If you get your eyes close to a TV or projection screen, you’ll see it is made up of little dots that are lined up in horizontal and vertical rows across and up and down the screen surface.
What Are Pixels?
The dots on a TV, video projection screen, PC monitor, laptop, or even tablet and smartphone screens, are referred to as pixels. A pixel is defined as a picture element. Each pixel contains red, green, and blue color information (referred to as subpixels). The following illustration shows a close-up of subpixels.
Pixels and Resolution
The number of pixels that can be displayed on a screen surface determines the resolution of the displayed images. To display a specific screen resolution, a predetermined number of pixels has to run across the screen horizontally and up and down the screen vertically, arranged in rows and columns. To determine the total number of pixels covering the entire screen surface, you multiply the number of horizontal pixels in one row with the number of vertical pixels in one column. This total is referred to as pixel density. Here are some examples of pixel density for commonly displayed resolutions in today’s TVs (LCD, Plasma, OLED) and video projectors (LCD, DLP): Regardless of screen size, the horizontal/vertical pixel count and pixel density don’t change for a specific resolution. If you have a 1080p TV, there are always 1,920 pixels running across the screen horizontally, per row, and 1,080 pixels running up and down the screen vertically, per column. This results in a pixel density of about 2.1 million.
Pixels per Inch
Even though the number of pixels stays constant for a specific pixel density across all screen sizes, what does change is the number of pixels-per-inch. As the screen size gets larger, the individually displayed pixels have to be larger, or the space between the pixels increased, in order to fill the screen with the correct number of pixels for a specific resolution. You can calculate the number of pixels per inch for specific resolution/screen size relationships.
TVs vs Video Projectors
With video projectors, the displayed pixels per inch for a specific projector can vary depending on the size screen used. Unlike TVs that have static screen sizes (a 50-inch TV is always a 50-inch TV), video projectors can display images in a wide variety of screen sizes, depending on the projector’s lens design and the distance the projector is placed from a screen or wall.
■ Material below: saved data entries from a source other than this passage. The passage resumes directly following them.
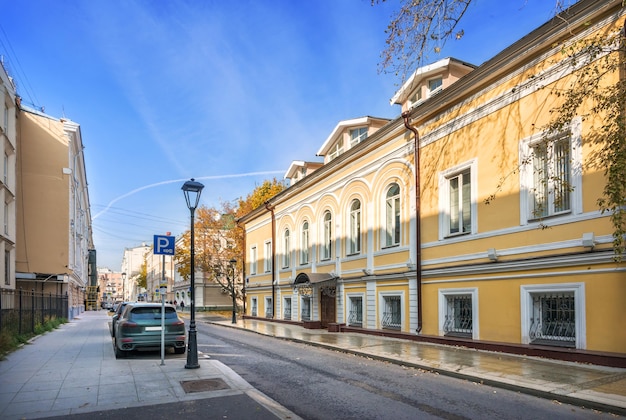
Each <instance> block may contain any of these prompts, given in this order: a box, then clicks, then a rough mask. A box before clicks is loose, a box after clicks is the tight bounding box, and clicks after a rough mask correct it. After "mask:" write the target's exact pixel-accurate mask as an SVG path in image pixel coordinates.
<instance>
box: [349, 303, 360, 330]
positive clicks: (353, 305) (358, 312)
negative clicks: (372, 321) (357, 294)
mask: <svg viewBox="0 0 626 420" xmlns="http://www.w3.org/2000/svg"><path fill="white" fill-rule="evenodd" d="M349 302H350V308H349V313H348V325H350V326H353V327H362V326H363V298H362V297H361V296H351V297H350V301H349Z"/></svg>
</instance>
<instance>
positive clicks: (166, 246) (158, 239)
mask: <svg viewBox="0 0 626 420" xmlns="http://www.w3.org/2000/svg"><path fill="white" fill-rule="evenodd" d="M174 241H175V238H174V237H173V236H162V235H154V255H174Z"/></svg>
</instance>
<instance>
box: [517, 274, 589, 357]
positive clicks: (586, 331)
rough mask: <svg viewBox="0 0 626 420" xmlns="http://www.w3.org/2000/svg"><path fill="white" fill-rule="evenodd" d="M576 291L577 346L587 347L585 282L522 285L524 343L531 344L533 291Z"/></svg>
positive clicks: (575, 309) (576, 320)
mask: <svg viewBox="0 0 626 420" xmlns="http://www.w3.org/2000/svg"><path fill="white" fill-rule="evenodd" d="M553 292H574V305H575V310H576V315H575V317H576V348H577V349H579V350H585V349H586V348H587V325H586V323H587V319H586V308H585V283H556V284H537V285H522V286H520V304H521V306H520V307H521V314H520V317H521V337H522V344H530V337H529V335H528V331H529V330H530V317H531V314H532V311H533V300H532V299H531V294H532V293H553Z"/></svg>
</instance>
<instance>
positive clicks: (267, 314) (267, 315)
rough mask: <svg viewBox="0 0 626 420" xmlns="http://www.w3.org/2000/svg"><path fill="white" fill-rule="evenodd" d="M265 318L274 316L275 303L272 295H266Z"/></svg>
mask: <svg viewBox="0 0 626 420" xmlns="http://www.w3.org/2000/svg"><path fill="white" fill-rule="evenodd" d="M263 315H264V316H265V318H274V305H272V297H271V296H266V297H265V313H264V314H263Z"/></svg>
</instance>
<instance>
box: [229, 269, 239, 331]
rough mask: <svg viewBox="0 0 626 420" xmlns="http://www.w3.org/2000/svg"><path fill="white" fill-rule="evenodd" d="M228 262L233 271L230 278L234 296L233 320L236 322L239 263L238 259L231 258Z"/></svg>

TV and Video Projector Images – More Than Just Pixels
Although pixels are the foundation of how a TV image is put together, there are other things that are required to see good quality TV or video projector images. These include brightness, contrast, color, tint, color temperature, and other settings. Just because a TV or projected image has a lot of pixels, doesn’t automatically mean you’ll see the best possible image.